Quant à l'éternité des peines de l'enfer, elle a été plus spécialement affirmée contre les Origénistes par le Synode de Constantinople (543), dont les décisions furent approuvées par de nombreux évêques et par le pape Vigile. Le damné subit-il sa peine aussitôt après sa mort ou seulement lors du jugement dernier ? La question a reçu une réponse définitive en 1274, au 2e concile de Lyon : "Les âmes de ceux qui meurent en état de péché mortel ... descendent aussitôt en enfer."
L'existence d'un enfer éternel fait donc partie des dogmes auxquels l'Église nous demande de croire - sur la parole de l'Écriture. Un dogme que les chrétiens ont toujours été tentés de nier, tant il nous paraît incroyable, mystérieux. Incroyable ... mais vrai !
L'Église s'est toujours opposée à la thèse de la disparition progressive des peines de l'enfer et elle a supprimé de ses livres liturgiques toute formule de prière pour les damnés.
Spontanément, les hommes estiment que Dieu ne devrait jamais condamner à une peine éternelle des êtres humains dont les fautes, pour horribles qu'elles soient, ne sont que des fautes limitées dans le temps.
[Sauf que dans l'authentique spiritualité catholique ...]
Ceux qui au contraire prennent tout à fait au sérieux les paroles de l'Évangile supplient le Seigneur de les "délivrer du Malin". Plus ils se défient de Satan, plus ils se confient en Dieu. Comme le dit excellemment le Père Molinié, la véritable confiance en Dieu suppose "le courage d'avoir peur". L'enseignement de Thérèse de Lisieux, l'enseignement de l'Évangile - et bien entendu le mystère de la Croix ... tout cela n'a rigoureusement aucun sens si l'enfer n'existe pas ou si le danger qu'Il nous fait courir est pratiquement nul.
Ceux qui ne croient pas à l'enfer prient plus ou moins de la façon suivante : "
Seigneur, je ne crains rien ! Au moment de la mort, je ferai le bon choix. Compte sur moi !"

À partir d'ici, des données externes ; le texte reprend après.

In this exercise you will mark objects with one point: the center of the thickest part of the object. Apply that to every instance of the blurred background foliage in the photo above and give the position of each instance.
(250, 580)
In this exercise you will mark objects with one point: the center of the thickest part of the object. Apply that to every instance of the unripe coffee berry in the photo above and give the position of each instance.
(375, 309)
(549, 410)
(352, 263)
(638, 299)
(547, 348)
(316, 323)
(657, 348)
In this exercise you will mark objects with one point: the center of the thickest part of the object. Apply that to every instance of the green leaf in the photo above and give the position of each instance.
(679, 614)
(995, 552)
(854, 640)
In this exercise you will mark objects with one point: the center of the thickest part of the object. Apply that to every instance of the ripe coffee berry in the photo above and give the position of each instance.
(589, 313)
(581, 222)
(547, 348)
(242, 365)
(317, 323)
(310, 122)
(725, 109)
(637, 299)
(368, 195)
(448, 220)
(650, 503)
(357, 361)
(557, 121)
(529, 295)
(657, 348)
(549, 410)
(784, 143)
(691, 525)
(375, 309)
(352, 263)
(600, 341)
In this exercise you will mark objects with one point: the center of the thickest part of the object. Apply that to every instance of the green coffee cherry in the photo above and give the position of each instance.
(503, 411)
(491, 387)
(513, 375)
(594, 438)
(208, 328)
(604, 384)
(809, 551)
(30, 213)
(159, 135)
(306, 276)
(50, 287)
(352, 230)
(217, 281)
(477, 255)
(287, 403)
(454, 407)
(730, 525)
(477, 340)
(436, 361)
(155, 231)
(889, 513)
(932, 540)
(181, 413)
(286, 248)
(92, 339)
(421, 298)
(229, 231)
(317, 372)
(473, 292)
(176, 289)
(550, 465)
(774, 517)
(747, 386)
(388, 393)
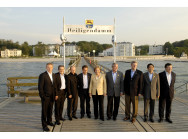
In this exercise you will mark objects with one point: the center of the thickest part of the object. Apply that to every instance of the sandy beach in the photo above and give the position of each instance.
(31, 59)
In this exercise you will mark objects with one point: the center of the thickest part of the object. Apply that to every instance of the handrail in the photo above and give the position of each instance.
(12, 82)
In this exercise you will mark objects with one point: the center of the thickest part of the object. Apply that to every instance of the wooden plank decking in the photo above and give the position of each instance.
(17, 116)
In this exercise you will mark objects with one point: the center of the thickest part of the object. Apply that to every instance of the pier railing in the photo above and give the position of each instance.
(14, 86)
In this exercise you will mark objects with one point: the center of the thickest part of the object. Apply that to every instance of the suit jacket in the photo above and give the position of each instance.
(133, 86)
(80, 82)
(165, 89)
(98, 85)
(114, 88)
(46, 87)
(58, 82)
(72, 85)
(151, 89)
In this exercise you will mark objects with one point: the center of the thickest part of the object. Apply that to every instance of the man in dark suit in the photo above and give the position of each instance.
(48, 93)
(114, 80)
(132, 88)
(83, 91)
(72, 93)
(167, 81)
(151, 91)
(61, 89)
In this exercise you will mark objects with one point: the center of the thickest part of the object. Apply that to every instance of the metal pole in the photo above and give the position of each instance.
(64, 42)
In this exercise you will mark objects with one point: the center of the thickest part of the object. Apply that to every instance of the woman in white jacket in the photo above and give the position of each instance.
(97, 91)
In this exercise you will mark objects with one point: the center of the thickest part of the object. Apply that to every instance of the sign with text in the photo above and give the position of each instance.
(89, 29)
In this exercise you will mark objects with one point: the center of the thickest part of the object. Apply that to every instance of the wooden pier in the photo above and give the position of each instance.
(18, 116)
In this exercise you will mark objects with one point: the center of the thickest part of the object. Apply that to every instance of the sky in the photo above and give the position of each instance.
(137, 25)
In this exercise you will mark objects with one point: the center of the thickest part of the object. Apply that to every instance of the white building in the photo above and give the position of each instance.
(70, 50)
(156, 49)
(11, 53)
(48, 49)
(122, 49)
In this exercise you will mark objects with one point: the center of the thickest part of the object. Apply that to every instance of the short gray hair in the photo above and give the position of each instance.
(114, 64)
(134, 62)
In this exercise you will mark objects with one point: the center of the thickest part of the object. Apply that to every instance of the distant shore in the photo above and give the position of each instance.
(142, 58)
(4, 60)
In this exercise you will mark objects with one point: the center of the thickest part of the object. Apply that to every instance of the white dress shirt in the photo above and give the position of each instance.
(85, 81)
(50, 75)
(169, 78)
(62, 81)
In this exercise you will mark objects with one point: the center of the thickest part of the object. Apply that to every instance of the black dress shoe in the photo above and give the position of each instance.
(169, 120)
(160, 120)
(151, 120)
(62, 119)
(109, 118)
(74, 117)
(57, 122)
(50, 123)
(89, 115)
(46, 129)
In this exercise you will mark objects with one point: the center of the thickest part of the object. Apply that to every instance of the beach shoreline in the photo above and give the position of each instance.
(5, 60)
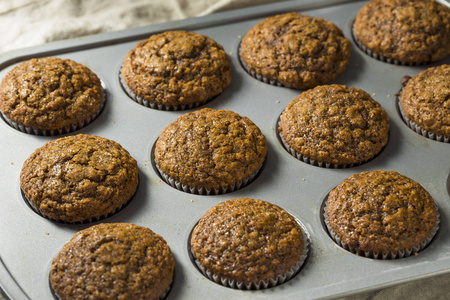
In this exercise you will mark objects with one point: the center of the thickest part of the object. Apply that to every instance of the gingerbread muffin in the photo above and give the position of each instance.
(113, 261)
(248, 244)
(176, 70)
(424, 103)
(210, 151)
(294, 50)
(334, 126)
(50, 96)
(381, 214)
(404, 31)
(79, 178)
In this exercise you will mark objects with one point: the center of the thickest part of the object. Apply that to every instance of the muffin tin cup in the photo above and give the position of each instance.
(204, 191)
(272, 282)
(379, 255)
(55, 132)
(158, 106)
(417, 128)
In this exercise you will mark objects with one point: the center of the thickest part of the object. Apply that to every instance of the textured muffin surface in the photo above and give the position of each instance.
(381, 211)
(296, 50)
(50, 93)
(177, 68)
(426, 100)
(247, 240)
(79, 177)
(409, 31)
(113, 261)
(335, 124)
(210, 148)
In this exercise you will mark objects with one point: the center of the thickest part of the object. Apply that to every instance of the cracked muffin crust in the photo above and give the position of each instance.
(210, 149)
(298, 51)
(51, 94)
(425, 100)
(177, 68)
(381, 211)
(78, 178)
(335, 124)
(113, 261)
(247, 241)
(404, 30)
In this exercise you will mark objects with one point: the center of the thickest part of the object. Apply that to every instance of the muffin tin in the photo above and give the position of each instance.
(29, 242)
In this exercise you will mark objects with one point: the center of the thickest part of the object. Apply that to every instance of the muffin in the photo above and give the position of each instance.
(248, 244)
(79, 178)
(334, 126)
(50, 96)
(210, 151)
(113, 261)
(294, 50)
(404, 31)
(381, 214)
(424, 103)
(176, 70)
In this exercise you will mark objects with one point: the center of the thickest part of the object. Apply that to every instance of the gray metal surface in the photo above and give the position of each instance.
(29, 242)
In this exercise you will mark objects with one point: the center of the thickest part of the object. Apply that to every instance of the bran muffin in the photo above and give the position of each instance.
(50, 96)
(404, 31)
(424, 103)
(334, 126)
(248, 243)
(294, 50)
(176, 70)
(79, 178)
(381, 214)
(210, 151)
(113, 261)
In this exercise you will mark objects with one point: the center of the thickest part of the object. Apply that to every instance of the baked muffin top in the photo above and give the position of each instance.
(177, 68)
(335, 124)
(425, 100)
(247, 240)
(408, 31)
(113, 261)
(210, 148)
(298, 51)
(381, 211)
(79, 177)
(50, 93)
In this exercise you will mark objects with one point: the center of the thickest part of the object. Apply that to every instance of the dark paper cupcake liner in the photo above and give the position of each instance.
(272, 282)
(379, 255)
(158, 106)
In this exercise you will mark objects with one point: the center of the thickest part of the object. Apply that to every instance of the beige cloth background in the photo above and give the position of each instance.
(26, 23)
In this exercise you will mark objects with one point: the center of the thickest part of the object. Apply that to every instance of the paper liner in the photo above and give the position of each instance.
(204, 191)
(415, 127)
(90, 220)
(272, 282)
(55, 132)
(315, 162)
(379, 255)
(158, 106)
(382, 58)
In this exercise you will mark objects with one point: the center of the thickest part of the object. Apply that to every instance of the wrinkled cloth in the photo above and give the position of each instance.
(25, 23)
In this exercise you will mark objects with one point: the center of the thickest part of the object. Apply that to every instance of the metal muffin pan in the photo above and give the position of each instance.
(29, 242)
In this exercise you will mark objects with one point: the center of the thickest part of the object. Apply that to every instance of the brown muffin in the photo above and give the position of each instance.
(49, 96)
(425, 102)
(245, 242)
(404, 31)
(210, 150)
(113, 261)
(176, 69)
(78, 178)
(295, 50)
(381, 212)
(335, 125)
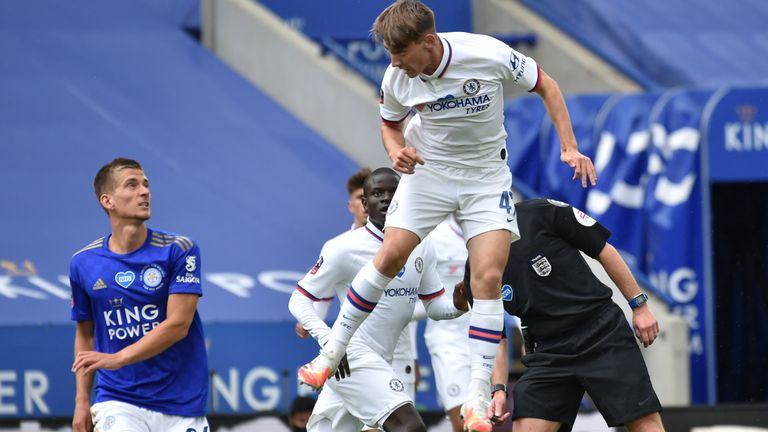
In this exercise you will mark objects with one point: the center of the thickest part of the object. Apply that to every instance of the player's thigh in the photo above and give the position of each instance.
(404, 370)
(331, 414)
(534, 424)
(117, 416)
(372, 391)
(422, 201)
(485, 203)
(452, 374)
(616, 377)
(404, 418)
(547, 393)
(171, 423)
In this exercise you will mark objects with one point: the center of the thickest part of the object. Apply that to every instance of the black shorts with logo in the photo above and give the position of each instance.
(601, 358)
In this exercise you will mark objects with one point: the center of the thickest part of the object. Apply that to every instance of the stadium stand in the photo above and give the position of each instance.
(670, 43)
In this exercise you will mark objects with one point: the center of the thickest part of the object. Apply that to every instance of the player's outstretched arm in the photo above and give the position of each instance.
(181, 312)
(81, 419)
(553, 100)
(404, 159)
(303, 309)
(644, 322)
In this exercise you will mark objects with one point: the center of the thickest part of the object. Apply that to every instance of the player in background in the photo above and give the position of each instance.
(454, 81)
(355, 202)
(447, 340)
(576, 338)
(371, 393)
(405, 360)
(134, 297)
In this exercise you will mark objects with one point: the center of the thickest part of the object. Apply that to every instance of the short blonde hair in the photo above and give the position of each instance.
(402, 23)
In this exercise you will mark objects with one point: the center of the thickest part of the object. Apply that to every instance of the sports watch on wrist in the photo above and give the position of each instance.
(498, 387)
(638, 300)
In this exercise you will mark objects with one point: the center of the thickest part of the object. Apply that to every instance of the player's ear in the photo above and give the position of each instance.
(106, 202)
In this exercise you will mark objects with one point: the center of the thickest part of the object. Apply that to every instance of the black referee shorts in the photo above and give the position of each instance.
(601, 358)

Priez pour nous à l'heure de notre mort
Nous prions la Vierge Marie de nous aider très spécialement lorsque nous aurons à poser l'acte ultime de notre liberté. Habitués de longue date au combat spirituel, les saints ont une conscience aiguë qu'ils seront alors plongés dans une véritable agonie - un mot qui signifie combat - qu'ils seront en danger. Le 25 août 1897, sainte Thérèse de Lisieux conjurait ses soeurs de prier et de faire prier pour elle : "Oh ! comme il faut prier pour les agonisants ! Si on savait !" Même si nous ne sommes pas aux prises avec d'atroces souffrances, même si nous avons le privilège d'être alors entourés de vrais amis, nous aurons à surmonter l'ultime tentation de notre vie, celle du désespoir. En étant tout à coup aveuglés par la profondeur de notre misère, nous devrons ne pas désespérer de la miséricorde de Dieu.
Trop de chrétiens se rassurent bien vite en pensant : "A ce moment-là je comprendrai toute la bonté de Dieu et je ne pourrai que lui demander pardon avec un coeur d'enfant." Dangereuse illusion [...] Mais n'allons pas imaginer que nous verrons le film de notre vie, confortablement installés dans un fauteuil d'orchestre, en possession d'une simplicité et d'une humilité enfin retrouvés ! Non ! C'est un coeur pécheur, encore marqué par l'orgueil, qui devra s'ouvrir à l'invasion définitive de l'amour !
Saint François-Xavier, qui avait failli mourir en 1549 lors de sa traversée de Malacca au Japon, écrivait à ses frères de Goa : "Ô mes frères, qu'en sera-t-il de nous à l'heure de notre mort si, durant notre vie, nous ne nous préparons pas et ne nous disposons pas à la science de l'espoir et de la confiance en Dieu, car, à ce moment-là, nous nous trouverons en plus grandes tentations, souffrances et épreuves que jamais, aussi bien pour l'esprit que pour le corps." (
Lettres spirituelles)
Signé : l'abbé Pierre Descouvemont (
Guide des difficultés de la foi catholique, p. 568)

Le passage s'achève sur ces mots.